Revisits the sex wars of the 1970s and ’80s and examines their influence on how we think about sexual harm in the #MeToo era
#MeToo’s stunning explosion on social media in October 2017 radically changed—and amplified—conversations about sexual violence as it revealed how widespread the issue is and toppled prominent celebrities and politicians. But, as the movement spread, a conflict emerged among feminist supporters and detractors about how punishment should be doled out and how justice should be served.
The New Sex Wars reveals that these clashes are nothing new. Delving into the contentious debates from the ’70s and ‘80s, Brenda Cossman traces the striking echoes in the feminist divisions of this earlier period. In exploring the history of past conflicts—the resistance to finding common ground, the media’s pleasure in portraying the debates as polarized cat fights, the simplification of viewpoints as pro- and anti-sex—she shows how they have come to shape the #MeToo era.

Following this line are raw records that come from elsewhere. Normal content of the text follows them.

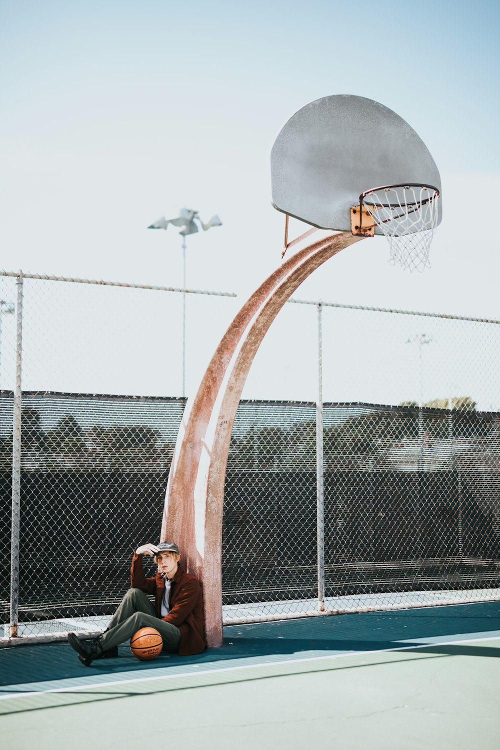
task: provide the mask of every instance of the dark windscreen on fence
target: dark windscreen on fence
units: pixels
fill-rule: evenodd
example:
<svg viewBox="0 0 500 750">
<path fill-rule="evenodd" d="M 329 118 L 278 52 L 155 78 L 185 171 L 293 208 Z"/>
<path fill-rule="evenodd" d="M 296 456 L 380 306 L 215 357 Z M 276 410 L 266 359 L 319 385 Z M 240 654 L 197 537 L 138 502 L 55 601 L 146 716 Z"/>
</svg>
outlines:
<svg viewBox="0 0 500 750">
<path fill-rule="evenodd" d="M 12 398 L 1 392 L 6 550 Z M 130 585 L 132 551 L 159 537 L 184 406 L 176 398 L 22 394 L 21 634 L 100 624 L 113 610 Z M 451 406 L 325 404 L 319 456 L 315 404 L 241 402 L 224 500 L 226 620 L 317 609 L 319 500 L 327 610 L 417 606 L 444 592 L 449 601 L 496 596 L 500 416 L 467 400 Z M 10 580 L 4 556 L 4 624 Z"/>
</svg>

From the ’70s to today, Cossman examines tensions between the need for recognition and protection under the law, and the colossal and ongoing failure of that law to redress historic injustice. By circumventing law altogether, #MeToo has led us to question whether justice can be served outside of the courtroom. Cossman argues for a different way forward—one based on reparative models that focus on shared desired outcomes and the willingness to understand the other side.
Thoughtful and compelling, The New Sex Wars explores what can been learned from these stories, what traps we repeatedly fall into, how we have been denied our anger, and where to begin to make law work.